I’m wondering what is the fastest way that I can write some code. I have a loop which executes an add on some ints. The loop will be executed many, many times and so I’ve thought of making comparisons to check if any operands are zero, so they shouldn’t be considered to be added, as follows:
if (work1 == 0)
{
if (work2 == 0)
tempAnswer = toCarry;
else
tempAnswer = work2 + toCarry;
}
else if (work2 == 0)
tempAnswer = work1 + toCarry;
else
tempAnswer = work1 + work2 + toCarry;
I believe the nested IF at the top is already an optimisation, in that it is faster than writing a series of comparisons with &&’s, as I would be checking (work1 == 0) more than once.
Sadly, I wouldn’t be able to say just how frequently work1 and work2 would be zero, so assume it’s likely to be a balanced distribution of each possible outcome of the IF statement.
So, in light of that, is the above code faster than just writing tempAnswer = work1 + work2 + toCarry or would all the comparisons possibly cause a lot of drag?
Thanks
That is nonsense.
Comparing two integers takes just as long as adding two integers.

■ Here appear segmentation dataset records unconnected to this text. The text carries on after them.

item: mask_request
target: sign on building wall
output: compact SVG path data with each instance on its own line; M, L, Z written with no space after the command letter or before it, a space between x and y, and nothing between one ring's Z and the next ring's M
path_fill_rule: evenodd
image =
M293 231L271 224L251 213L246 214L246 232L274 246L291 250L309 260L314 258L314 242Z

Doing a branch takes much, much longer than the add (on many, admittedly older (See comments), CPUs)
On more modern architectures, the bottleneck is accessing values from memory, so this scheme is still not helping where it’s needed.
Also, think about this logically — why single out zero as the one value you treat as a special case? Why not also check for one, and use
tempAnswer++? When you consider all the possibilities, you can see it’s a pointless exercise.